Wenn es nur noch fünf Tage bis Weihnachten sind, würden mich selbst Motive wie Weihnachtsmänner in Miniröcken glücklich machen, meinetwegen auch Hand- oder Fußgemaltes, ich wäre mir nicht zu schade, eine Prägekarte mit der Aufschrift „Weihnachten heißt: Gott holt uns ab. Egal, wo wir sind“ zu kaufen und schäme mich nicht zu gestehen, dass ich in meiner Not einmal Weihnachtskarten selbst gebastelt habe, ich stempelte kleine, goldene Engelsköpfe auf Büttenpapier, und das, obwohl ich ein erklärter Feind des Bastelns bin, schon als Kind bin ich beim Strohsternekleben gescheitert. Mal saß der Engelskopf nicht richtig in der Mitte, mal war er verwackelt, weil ich den Stempel nicht fest genug gedrückt hatte, am Ende waren meine Finger und Haare mit Goldfarbe verklebt, das Genick versteift, aber das ist der Preis, wenn man die Menschheit retten will.

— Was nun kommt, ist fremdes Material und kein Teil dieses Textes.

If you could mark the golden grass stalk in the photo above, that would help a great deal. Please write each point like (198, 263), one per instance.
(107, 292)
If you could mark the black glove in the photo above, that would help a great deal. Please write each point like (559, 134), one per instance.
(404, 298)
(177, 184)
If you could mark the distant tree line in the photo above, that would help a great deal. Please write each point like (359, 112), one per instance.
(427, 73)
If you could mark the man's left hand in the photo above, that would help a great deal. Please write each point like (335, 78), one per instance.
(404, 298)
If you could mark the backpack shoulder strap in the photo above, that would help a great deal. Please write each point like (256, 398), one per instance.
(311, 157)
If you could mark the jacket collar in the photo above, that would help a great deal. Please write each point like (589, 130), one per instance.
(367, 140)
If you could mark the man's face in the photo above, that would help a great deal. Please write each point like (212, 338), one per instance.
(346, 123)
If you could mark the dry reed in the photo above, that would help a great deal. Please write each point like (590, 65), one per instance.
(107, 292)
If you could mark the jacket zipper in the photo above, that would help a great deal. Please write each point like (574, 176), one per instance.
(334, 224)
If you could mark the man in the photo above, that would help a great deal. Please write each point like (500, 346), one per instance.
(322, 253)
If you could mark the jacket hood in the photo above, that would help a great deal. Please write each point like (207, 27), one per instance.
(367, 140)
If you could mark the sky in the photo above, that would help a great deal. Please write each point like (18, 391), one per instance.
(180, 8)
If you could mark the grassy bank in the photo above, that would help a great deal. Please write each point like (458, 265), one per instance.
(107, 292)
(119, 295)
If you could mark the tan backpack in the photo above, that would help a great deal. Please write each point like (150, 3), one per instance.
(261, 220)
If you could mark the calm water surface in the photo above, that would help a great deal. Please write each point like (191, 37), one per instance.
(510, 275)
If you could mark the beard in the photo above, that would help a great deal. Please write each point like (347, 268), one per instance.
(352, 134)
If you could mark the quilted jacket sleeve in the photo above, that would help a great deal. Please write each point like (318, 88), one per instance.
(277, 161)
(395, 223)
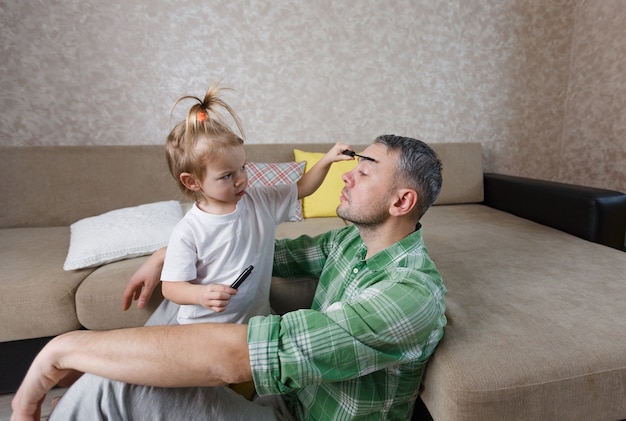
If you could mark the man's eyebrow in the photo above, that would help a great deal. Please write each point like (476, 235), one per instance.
(352, 153)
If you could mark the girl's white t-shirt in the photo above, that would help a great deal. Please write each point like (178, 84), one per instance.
(206, 248)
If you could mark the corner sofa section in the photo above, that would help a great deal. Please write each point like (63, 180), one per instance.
(535, 271)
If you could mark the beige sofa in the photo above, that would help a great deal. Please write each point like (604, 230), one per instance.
(536, 315)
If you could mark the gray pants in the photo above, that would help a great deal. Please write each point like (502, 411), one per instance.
(96, 398)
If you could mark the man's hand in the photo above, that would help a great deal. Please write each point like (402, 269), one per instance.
(143, 282)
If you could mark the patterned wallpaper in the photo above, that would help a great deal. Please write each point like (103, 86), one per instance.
(540, 83)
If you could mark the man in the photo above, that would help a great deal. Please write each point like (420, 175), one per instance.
(358, 353)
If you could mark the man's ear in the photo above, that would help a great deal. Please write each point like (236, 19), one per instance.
(190, 181)
(404, 203)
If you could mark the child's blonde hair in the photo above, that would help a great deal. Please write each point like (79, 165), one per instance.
(201, 137)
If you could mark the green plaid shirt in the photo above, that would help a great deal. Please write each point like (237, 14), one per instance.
(361, 350)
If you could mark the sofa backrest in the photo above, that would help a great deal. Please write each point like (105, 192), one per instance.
(58, 185)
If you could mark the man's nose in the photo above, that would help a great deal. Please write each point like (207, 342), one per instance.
(348, 178)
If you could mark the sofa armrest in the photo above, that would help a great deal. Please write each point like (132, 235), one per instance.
(590, 213)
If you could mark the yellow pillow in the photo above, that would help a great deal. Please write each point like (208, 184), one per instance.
(325, 200)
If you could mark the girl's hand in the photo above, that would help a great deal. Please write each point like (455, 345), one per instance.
(216, 297)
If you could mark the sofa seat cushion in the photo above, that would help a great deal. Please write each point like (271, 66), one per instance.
(36, 294)
(536, 326)
(99, 297)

Erst schreibe ich langjährigen Freundinnen und sympathischen Kollegen. Dann schreibe ich flüchtigen Bekannten und unsympathischen Kollegen. Dann meinen Tanten und meinen zahlreichen, entfernten polnischen Verwandten. Jetzt könnte ich eigentlich aufhören, aber ich kann mich in meiner Güte nicht mehr bremsen, rücksichtslos schreibe ich weiter, an verblichene Liebhaber, an den neapolitanischen Taschenfälscher, den ich bei einer Reportage kennengelernt habe und der ja schließlich auch ein Mensch ist, und an den Chefredakteur, mit dem ich mich wegen einer gestrichenen Passage in meiner letzten Reportage überworfen habe.

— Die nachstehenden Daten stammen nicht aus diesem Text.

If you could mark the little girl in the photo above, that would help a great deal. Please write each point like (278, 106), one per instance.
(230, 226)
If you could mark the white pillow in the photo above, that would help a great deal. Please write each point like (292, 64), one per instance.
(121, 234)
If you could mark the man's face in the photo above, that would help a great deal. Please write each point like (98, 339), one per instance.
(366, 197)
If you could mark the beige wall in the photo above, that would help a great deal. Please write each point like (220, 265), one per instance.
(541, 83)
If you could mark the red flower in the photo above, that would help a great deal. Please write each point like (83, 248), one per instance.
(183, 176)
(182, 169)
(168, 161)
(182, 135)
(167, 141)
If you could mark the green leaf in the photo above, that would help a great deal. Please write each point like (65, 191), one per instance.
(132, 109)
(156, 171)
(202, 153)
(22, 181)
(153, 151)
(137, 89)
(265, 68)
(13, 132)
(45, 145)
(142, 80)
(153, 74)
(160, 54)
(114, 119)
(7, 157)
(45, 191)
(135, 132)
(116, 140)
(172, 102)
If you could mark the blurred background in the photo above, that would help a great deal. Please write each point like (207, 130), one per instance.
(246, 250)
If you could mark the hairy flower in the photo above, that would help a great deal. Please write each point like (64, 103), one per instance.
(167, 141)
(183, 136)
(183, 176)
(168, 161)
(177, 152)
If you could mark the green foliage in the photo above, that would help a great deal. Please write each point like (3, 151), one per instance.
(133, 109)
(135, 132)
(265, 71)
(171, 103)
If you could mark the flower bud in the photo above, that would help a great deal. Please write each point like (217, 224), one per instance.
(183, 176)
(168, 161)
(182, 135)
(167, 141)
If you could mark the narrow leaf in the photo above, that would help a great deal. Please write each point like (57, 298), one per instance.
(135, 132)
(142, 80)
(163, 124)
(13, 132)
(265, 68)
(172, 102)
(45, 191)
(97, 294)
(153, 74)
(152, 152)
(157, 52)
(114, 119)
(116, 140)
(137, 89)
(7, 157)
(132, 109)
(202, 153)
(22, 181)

Erschwerend kommt hinzu, dass meine Weihnachtsbotschaft persönlich sein soll, eine Kurzgeschichte in drei, vier Zeilen, schließlich bin ich jemand, der sein Leben mit Schreiben verbringt, da herrscht eine gewisse Erwartungshaltung, die mich unter Druck setzt. Aber nur die ersten zehn Karten lang, dann habe ich keine Zeit mehr und gehe dazu über, an alle den gleichen Grußtext zu schreiben, den Erfolgreichen Erfolg, den Arbeitssüchtigen Arbeit und den Liebhabern ein Liebesleben zu wünschen, froheweihnachtengutenrutsch, fertig, zumal ich mit dem Handikap geschlagen bin, jede Weihnachtskarte zweimal schreiben zu müssen, weil ich die Schönschrift nicht hinkriege.

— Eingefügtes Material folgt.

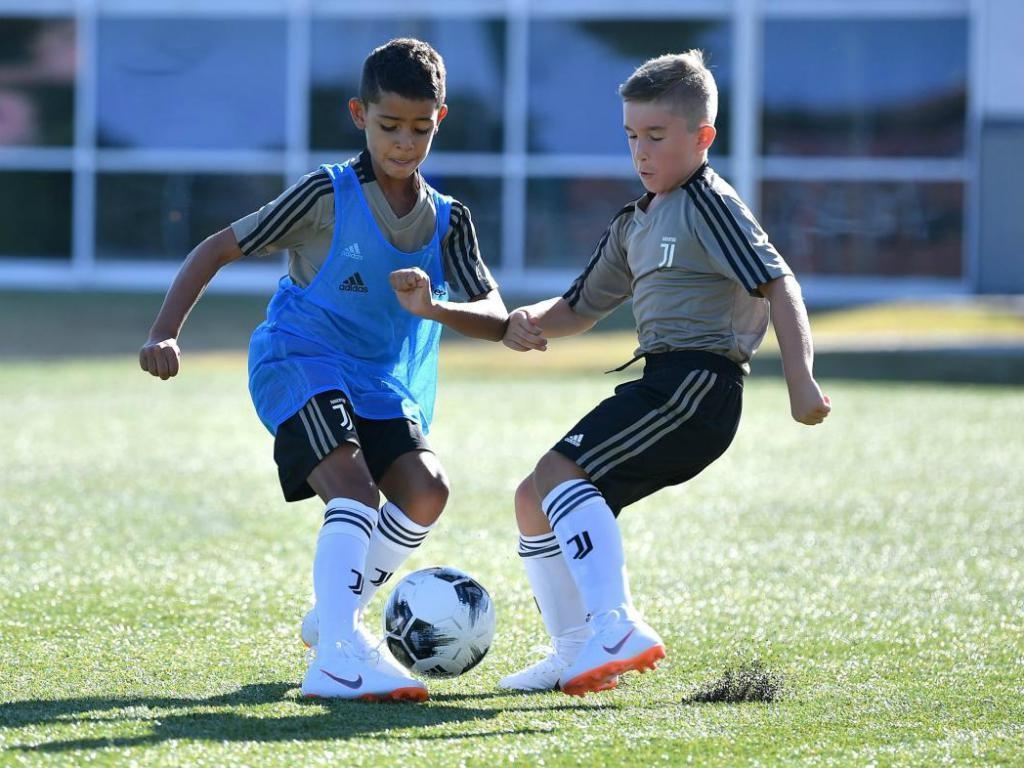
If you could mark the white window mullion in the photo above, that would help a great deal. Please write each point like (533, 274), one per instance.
(744, 104)
(514, 157)
(83, 225)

Auch angesichts dieses Unvermögens dachte ich letztes Jahr daran, Weihnachts-E-Mails statt Weihnachtskarten verschicken. So wie der Rest der Welt auch, minütlich gingen Weihnachts-E-Mails mit munteren Fotomotiven ein: Hund mit Weihnachtsmannmütze/Ehemann mit Kerze auf dem Kopf vor Weihnachtsbaum/Kind mit Strohsternen. Und fast immer der gleiche Text: Ich wünsche Ihnen/Euch/Dir frohe Weihnachten und ein glückliches und gesundes Neues Jahr. Und ganz ehrgeizige Kreative posteten auf FB ein Bibelzitat: Und die Erde war wüst und leer. Genesis 1,2.
Ich habe dann einen Engel fotografiert. Und an alle geschickt. Klick und weg. Allerdings schloss das meine polnischen Verwandten, meine Tanten und den neapolitanischen Taschenfälscher aus, weil sie über keinen E-Mail-Anschluss verfügen. Heimlich habe ich dann noch sechzig Weihnachtskarten mit der Hand geschrieben. Weil ich das Gefühl hatte, dass ich sonst in die Hölle komme.